It was through this struggle to truly see her that I came upon the Big Idea, which was really more of a question I tried to answer by writing this novel. How do we disentangle Louisa the person from Louisa May Alcott the historical icon? It’s easy to forget that she even was a real person. From 2010, we see her life story and all her accomplishments as inevitable, but I’m sure they didn’t feel inevitable to her. The 150 years of mythology between Alcott and us—the voices of academics who seek to put her in the broader context of American literary history and feminism, as well as Alcott’s own attempts to “edit” her legacy—is quite a lot for Louisa the person to carry on her shoulders. To render her in fiction, I knew I would have to try to strip all that away and get at who she was before she wrote the novel that would make her famous.

I began to imagine Louisa at twenty-two, when she was full of ambition and confidence but had received no confirmation from the world that her confidence was warranted. I pondered who she might have been then. I asked questions like, what kind of person, particularly a woman at this time, makes a conscious choice to believe in herself and try to achieve something without anyone telling her she can, or should?

She succeeded, so we say, “Of course—she knew she was destined for greatness.” But what if she had failed? Well, I wouldn’t be talking about her right now, but in some ways that is irrelevant. What interested me, as I tried to separate the woman from the icon, was not what she accomplished.

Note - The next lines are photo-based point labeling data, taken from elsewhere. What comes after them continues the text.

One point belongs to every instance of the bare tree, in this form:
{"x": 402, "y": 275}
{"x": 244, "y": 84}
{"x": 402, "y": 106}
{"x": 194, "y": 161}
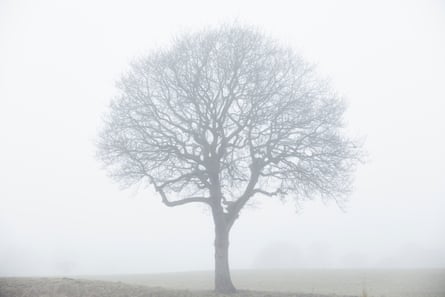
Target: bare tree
{"x": 223, "y": 116}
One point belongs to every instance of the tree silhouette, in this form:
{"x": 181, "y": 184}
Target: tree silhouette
{"x": 224, "y": 116}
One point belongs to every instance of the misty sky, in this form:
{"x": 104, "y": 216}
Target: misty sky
{"x": 61, "y": 214}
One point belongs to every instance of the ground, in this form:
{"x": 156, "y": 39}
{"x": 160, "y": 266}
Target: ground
{"x": 252, "y": 283}
{"x": 68, "y": 287}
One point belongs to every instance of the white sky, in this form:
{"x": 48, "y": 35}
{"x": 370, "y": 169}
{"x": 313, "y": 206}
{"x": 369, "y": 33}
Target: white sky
{"x": 60, "y": 213}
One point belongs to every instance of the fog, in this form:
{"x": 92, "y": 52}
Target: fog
{"x": 61, "y": 214}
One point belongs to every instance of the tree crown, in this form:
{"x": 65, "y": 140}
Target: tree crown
{"x": 224, "y": 114}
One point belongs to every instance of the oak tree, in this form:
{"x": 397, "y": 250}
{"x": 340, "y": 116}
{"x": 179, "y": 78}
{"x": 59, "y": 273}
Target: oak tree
{"x": 224, "y": 116}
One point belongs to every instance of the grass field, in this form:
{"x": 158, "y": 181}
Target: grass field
{"x": 376, "y": 283}
{"x": 252, "y": 283}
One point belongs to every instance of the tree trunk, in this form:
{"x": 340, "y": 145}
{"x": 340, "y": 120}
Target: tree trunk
{"x": 223, "y": 282}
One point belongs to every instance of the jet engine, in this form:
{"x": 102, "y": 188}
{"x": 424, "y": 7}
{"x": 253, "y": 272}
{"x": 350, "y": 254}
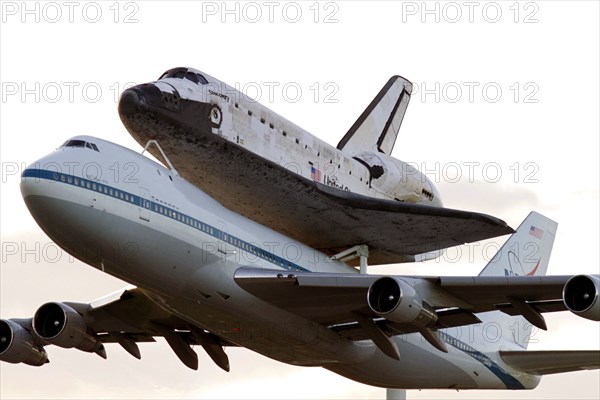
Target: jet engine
{"x": 61, "y": 325}
{"x": 396, "y": 300}
{"x": 17, "y": 345}
{"x": 580, "y": 295}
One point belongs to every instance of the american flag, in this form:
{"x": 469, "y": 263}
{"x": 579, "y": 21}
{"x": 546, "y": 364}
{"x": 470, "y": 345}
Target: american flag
{"x": 537, "y": 232}
{"x": 315, "y": 174}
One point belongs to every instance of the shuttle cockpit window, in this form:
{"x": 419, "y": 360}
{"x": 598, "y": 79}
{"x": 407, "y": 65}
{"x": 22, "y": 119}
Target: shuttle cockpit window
{"x": 80, "y": 143}
{"x": 183, "y": 73}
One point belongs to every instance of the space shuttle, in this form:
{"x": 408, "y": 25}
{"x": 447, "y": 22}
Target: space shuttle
{"x": 260, "y": 165}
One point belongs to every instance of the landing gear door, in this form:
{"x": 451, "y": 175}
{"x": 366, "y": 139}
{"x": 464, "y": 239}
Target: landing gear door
{"x": 145, "y": 204}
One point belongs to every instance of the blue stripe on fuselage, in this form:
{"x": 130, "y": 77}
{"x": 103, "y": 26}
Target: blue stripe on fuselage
{"x": 165, "y": 211}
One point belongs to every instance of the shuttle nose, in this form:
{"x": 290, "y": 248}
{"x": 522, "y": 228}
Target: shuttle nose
{"x": 146, "y": 97}
{"x": 130, "y": 102}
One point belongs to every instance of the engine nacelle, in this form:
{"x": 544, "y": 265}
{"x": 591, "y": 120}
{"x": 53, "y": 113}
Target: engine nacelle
{"x": 60, "y": 325}
{"x": 580, "y": 295}
{"x": 17, "y": 345}
{"x": 396, "y": 300}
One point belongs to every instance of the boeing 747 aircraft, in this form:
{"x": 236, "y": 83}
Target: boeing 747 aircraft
{"x": 257, "y": 164}
{"x": 206, "y": 276}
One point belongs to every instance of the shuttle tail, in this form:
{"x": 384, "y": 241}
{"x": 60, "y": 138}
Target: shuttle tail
{"x": 525, "y": 253}
{"x": 377, "y": 128}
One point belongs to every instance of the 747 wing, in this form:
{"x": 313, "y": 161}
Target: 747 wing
{"x": 127, "y": 317}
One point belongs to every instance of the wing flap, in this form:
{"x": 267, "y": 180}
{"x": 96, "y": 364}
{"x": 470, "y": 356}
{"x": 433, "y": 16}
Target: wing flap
{"x": 551, "y": 362}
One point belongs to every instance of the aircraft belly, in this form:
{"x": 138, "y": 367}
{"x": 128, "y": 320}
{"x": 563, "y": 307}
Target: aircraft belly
{"x": 190, "y": 283}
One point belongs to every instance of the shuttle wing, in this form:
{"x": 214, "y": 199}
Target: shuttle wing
{"x": 394, "y": 231}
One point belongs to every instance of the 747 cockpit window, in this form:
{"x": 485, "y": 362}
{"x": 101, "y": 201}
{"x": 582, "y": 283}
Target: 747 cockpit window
{"x": 181, "y": 73}
{"x": 80, "y": 143}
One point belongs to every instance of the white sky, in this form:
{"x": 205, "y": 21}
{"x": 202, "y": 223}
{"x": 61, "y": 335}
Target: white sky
{"x": 63, "y": 78}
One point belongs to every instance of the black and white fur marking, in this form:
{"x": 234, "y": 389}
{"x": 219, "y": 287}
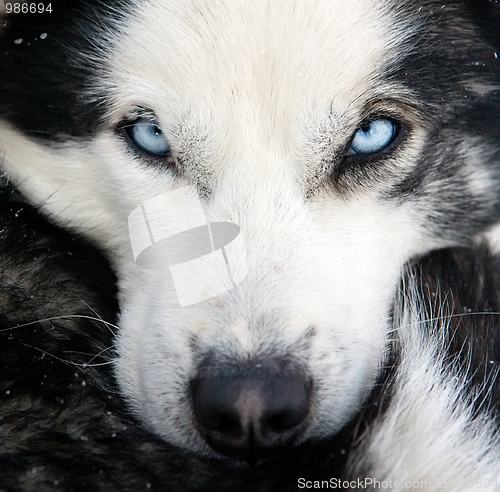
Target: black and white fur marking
{"x": 259, "y": 104}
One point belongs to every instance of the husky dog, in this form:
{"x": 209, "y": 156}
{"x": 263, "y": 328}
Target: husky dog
{"x": 343, "y": 139}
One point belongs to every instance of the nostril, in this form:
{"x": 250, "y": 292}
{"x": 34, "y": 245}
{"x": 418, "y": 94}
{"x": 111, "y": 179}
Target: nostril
{"x": 241, "y": 412}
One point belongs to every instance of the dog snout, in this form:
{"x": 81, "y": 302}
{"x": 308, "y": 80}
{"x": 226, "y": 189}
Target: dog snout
{"x": 251, "y": 414}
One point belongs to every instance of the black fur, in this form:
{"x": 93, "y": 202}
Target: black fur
{"x": 62, "y": 423}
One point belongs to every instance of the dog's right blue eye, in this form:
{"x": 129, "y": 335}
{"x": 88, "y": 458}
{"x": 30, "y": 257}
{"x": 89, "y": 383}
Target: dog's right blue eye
{"x": 148, "y": 137}
{"x": 374, "y": 136}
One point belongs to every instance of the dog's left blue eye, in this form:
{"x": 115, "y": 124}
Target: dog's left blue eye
{"x": 148, "y": 137}
{"x": 374, "y": 137}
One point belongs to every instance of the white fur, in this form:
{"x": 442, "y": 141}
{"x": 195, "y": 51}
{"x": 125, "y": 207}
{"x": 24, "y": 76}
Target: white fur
{"x": 431, "y": 437}
{"x": 253, "y": 97}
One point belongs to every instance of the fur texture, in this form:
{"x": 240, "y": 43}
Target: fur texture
{"x": 259, "y": 105}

It was her initial leap of faith, the decision to try to be the thing she wanted to be. That faith stemmed from something, a kind of determination, within Louisa herself. I felt if I could wrap my head around that, I had a place to begin.

Paradoxically, it seemed fiction was the only avenue through which I would be able to see her fully. And just what kind of story could I tell about this woman, a real woman holding equal parts doubt and hope, who is on the cusp but doesn’t know it yet? The answer, it seemed to me, was the commonest story of all: the euphoric and miserable experience of falling in love for the first time. For Louisa, as for many of us, this love would be a threat to life as she knew it. Whatever she did about it, whether she embraced or rejected this love, it would change her. My story, then, would be about how this love shaped her and her writing. It would be about the choices she was forced to make and how the echo of those choices might have appeared later on in Little Women.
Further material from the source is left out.